By News & Resources Editor Martin Elwell. Send me your found poetry news.
As JAB Magazine (Just Another Bureaucracy) changes its format to quarterly, its editors have added a Found Poetry category for the Spring 2015 issue. The journal will be accepting 10 found poems, and the deadline for submissions of found poetry is December 15th. You can find the guidelines here.
Our mission at JAB! is this; publish poetry for poetry, not for name. Because of this, we accept only blind submissions. We value the poem itself above whoever wrote it. The publishing industry, especially that of poetry, is becoming an increasingly hard “business” to break into. We thought that was very funny, because we’d always been told poetry wasn’t a business: there’s no money in it.

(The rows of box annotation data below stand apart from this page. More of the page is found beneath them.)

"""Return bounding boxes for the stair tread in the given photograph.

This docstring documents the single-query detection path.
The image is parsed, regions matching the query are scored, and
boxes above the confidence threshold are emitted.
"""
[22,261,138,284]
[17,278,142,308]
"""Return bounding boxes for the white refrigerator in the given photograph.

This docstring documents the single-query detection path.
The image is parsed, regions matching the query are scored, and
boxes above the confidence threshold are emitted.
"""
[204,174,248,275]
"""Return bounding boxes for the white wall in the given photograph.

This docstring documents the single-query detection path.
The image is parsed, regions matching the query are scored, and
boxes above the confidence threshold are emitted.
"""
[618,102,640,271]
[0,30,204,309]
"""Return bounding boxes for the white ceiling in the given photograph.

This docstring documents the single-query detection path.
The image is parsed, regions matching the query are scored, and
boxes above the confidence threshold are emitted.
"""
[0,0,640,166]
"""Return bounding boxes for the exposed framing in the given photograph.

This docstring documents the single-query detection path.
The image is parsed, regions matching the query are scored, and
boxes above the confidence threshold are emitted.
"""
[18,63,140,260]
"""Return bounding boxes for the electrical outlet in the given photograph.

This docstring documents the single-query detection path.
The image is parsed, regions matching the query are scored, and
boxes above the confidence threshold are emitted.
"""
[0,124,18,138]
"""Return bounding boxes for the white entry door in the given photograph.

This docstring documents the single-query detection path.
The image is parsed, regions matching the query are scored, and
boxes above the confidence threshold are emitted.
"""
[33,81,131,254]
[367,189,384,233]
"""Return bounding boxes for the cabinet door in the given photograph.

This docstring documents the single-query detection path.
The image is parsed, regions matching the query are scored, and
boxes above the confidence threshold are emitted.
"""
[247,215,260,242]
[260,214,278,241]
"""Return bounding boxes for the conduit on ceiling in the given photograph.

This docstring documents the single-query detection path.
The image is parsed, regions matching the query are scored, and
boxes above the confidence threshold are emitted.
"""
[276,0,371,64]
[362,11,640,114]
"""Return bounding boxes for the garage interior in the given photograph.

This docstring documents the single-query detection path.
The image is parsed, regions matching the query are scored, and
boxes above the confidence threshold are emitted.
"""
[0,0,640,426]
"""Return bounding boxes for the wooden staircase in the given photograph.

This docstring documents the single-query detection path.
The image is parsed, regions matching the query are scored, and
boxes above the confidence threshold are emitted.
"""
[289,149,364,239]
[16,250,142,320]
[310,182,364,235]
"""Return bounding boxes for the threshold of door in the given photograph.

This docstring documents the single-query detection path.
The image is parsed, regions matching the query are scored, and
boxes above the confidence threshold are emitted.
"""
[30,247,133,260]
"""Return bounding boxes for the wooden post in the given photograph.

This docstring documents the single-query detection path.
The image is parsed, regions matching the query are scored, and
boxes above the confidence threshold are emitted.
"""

Found poetry is a popular classroom choice for engaging students of any age in poetry. In this post, teacher Lowri Scourfield from Gloucestershire, England reveals how she used found poetry as a gateway into the art form.

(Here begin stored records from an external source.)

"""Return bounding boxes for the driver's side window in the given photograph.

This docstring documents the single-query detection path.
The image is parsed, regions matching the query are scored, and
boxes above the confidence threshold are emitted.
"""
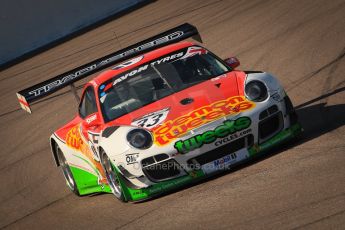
[79,86,97,118]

After a bit of research and a trawl through Pinterest, I found some interesting ideas on the concept of “found poetry” or “blackout poetry”. All you need is a sample of text; it can be a page from a book, a photocopied extract or even a newspaper article. Then ask students to select certain words and black out others to create a new piece of prose. They aren’t allowed to add words or change the order; these restrictions give them a clear structure to focus on and work within.
What I really love about this lesson is that students are often surprised by how good their poetry looks and sounds. The task works for all abilities, because pupils select the words that appeal to them.

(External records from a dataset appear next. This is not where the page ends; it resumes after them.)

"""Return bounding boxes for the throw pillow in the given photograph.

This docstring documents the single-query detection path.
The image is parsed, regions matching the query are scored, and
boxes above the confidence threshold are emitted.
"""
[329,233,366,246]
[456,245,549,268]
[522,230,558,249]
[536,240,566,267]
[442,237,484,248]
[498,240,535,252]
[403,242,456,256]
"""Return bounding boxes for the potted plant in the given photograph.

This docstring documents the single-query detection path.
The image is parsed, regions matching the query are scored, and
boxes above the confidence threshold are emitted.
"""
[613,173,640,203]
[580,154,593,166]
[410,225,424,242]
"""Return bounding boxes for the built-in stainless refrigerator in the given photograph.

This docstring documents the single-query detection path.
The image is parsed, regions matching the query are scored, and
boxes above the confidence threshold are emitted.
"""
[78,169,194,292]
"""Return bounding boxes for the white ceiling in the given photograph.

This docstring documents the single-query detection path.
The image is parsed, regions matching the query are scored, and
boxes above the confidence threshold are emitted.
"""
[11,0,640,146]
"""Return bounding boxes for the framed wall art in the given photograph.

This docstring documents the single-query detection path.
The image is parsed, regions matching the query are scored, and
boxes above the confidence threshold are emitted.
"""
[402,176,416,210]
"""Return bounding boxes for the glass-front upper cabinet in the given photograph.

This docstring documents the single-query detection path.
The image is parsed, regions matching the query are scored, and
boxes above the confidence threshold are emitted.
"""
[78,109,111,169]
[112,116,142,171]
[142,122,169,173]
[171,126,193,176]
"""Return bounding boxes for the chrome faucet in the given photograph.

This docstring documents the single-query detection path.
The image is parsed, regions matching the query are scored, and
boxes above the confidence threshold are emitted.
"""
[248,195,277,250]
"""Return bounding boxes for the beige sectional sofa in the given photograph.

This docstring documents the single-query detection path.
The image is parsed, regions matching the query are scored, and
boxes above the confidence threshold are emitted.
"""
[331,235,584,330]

In his review of Rome, by Dorothea Lasky, Felix Bernstein seems to want to elevate Lasky’s poetry above almost all of the major movements of the past 50 years, including Conceptualism, Language Poetry and other forms of experimental poetry.
She pays attention to the lineage of formally experimental poetries and deconstructive philosophies without being thrown into a world where language is fully arbitrary and authorship merely a brand. Lasky’s is a world where the poem matters and not just the wink of the author (as in conceptual poetry) and where the author matters, not just the semiotic world of the text (as in Language poetry) and, indeed, where the reader matters and not just the social network or media platform (as in much post-conceptual poetry and Net Art).
Jim Harrington interviews FPR’s Senior Poetry Editor, Beth Ayer, on his blog 6 Questions For… Click here if you’ve been dying to know which song best describes the Found Poetry Review!
Our most important requirement is that the poet transforms the source material, transcending the original meaning. When reviewing a submission, I usually read the poem over a few times first to get a sense of it, then check the source material, then reread. I find that it is important to first form an impression of the poem before considering the source, but we also want to make sure the piece adheres to our guidelines.